Dans cette matinée du 27, au moment où la colonne venait de se mettre en marche, des bandes d’Arabes et de Kabyles s’abattirent sur le bivouac qu’elle abandonnait, à la recherche du butin, — quel butin ! — Ces misérables ne valaient pas mieux que les chacals et les vautours qui se disputaient les charognes du voisinage ; comme eux, ils s’enfuirent et prirent chasse à grands cris devant le capitaine Morris et son escadron d’arrière-garde. Ces pillards n’appartenaient d’ailleurs pas aux troupes de Constantine; depuis la veille, Ahmed avait cessé la poursuite.

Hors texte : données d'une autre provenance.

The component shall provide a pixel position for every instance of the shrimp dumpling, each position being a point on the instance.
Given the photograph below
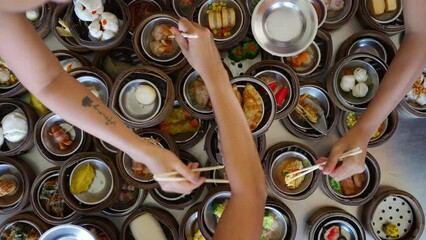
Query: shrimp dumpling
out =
(360, 90)
(88, 10)
(347, 83)
(360, 74)
(105, 27)
(421, 100)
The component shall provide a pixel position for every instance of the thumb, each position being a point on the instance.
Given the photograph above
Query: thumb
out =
(333, 158)
(181, 41)
(186, 172)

Quelques Kabyles essayèrent de barrer la route au col de Ras-el-Akba; il suffit des spahis et des Turcs de Jusuf pour les disperser. La colonne passa la Seybouse et vint coucher à Mjez-Ahmar. Le 28 enfin, elle atteignit de bonne heure Hammam-Berda; son temps de misère était fini. Ghelma, qui était tout proche, reçut ses malades et lui envoya des livres; le soldat, affamé par tant de jours de jeune, ne pouvait pas se rassasier. Il y eut au camp de la Seybouse, comme dernier épisode de la guerre, une scène qui ne manqua pas de grandeur. Quelques Kabyles avaient été faits prisonniers au Ras-el-Akba; comme ils s’attendaient à la mort, ils furent tout surpris de n’être pas maltraités même ; quand leurs blessés eurent été pansés, on les amena tous au quartier-général, et là, au nom du duc de Nemours, le maréchal Clauzel les renvoya libres, sous la condition d’annoncer à leurs compatriotes qu’une récompense de cent francs serait donnée à tout Arabe ou Kabyle qui ramènerait un soldat français.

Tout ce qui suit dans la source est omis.